4. Comme si, ou si, ne doivent jamais être suivis du conditionnel (ce serait un flandricisme): c'est comme si vous viendriez me voir; s'il aurait fait ses devoirs, il ne serait pas puni; dites, c'est comme s'il venait me voir; s'il avait fait ses devoirs, etc.

5. Comme de juste, est un barbarisme; dites, comme il est juste, comme il est raisonnable, et mieux comme de raison.
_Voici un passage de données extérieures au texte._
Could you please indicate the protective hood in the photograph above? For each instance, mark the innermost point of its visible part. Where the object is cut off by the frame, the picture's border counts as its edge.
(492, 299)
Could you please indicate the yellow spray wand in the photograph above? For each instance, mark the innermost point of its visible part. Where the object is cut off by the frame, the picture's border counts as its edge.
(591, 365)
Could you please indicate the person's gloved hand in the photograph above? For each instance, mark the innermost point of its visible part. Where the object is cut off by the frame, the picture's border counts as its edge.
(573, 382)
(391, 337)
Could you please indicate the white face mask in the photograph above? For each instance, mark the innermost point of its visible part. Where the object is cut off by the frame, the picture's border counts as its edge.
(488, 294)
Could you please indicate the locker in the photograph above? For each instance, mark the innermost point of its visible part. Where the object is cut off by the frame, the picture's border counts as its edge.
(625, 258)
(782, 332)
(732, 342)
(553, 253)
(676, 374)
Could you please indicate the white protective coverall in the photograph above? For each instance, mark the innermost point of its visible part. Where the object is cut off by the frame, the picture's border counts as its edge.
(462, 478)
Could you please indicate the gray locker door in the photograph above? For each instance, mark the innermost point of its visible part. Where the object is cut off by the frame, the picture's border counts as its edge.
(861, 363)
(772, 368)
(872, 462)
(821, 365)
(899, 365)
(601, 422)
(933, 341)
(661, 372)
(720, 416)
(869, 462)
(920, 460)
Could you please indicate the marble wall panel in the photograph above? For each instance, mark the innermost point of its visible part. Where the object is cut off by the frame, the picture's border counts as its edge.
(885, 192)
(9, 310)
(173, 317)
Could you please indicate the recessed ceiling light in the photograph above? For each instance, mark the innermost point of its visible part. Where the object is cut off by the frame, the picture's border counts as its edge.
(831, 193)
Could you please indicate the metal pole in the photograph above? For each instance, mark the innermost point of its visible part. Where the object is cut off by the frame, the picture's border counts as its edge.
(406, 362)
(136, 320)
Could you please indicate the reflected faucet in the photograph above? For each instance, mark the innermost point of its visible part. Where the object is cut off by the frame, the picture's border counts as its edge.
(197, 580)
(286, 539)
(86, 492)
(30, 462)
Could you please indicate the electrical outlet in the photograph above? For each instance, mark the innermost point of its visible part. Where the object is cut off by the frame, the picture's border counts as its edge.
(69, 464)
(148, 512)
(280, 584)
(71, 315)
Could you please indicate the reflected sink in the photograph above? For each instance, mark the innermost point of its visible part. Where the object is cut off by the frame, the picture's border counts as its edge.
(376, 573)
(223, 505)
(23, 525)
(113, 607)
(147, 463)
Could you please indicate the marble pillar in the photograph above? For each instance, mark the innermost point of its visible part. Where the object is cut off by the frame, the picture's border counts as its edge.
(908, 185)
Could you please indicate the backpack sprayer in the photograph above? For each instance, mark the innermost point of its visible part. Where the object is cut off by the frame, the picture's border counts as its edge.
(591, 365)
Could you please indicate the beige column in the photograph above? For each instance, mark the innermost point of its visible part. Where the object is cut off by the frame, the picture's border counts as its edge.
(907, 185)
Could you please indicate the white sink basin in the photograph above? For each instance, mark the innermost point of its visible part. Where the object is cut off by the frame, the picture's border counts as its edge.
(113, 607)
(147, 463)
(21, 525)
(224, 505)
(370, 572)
6. Comme il parle, au lieu de, à l'entendre, est un flandricisme; ne dites donc pas: comme il parle, on le prendrait pour le premier avocat du pays; dites, à l'entendre parler, on le prendrait...

7. Ne dites pas: il m'a dit comme ça, qu'il allait partir: retranchez comme ça, qui est inutile et ridicule.

8. Ne dites pas: comment est-ce qu'on dit, qu'on fait? dites, comment dit-on, comment fait-on?

9. Ne dites pas: si j'étais comme vous, voici ce que je ferais; dites, si j'étais de vous, si j'étais à votre place...

10. Comme tout.—Ne dites pas: il est sage comme tout; dites, il est fort sage, il est parfaitement sage.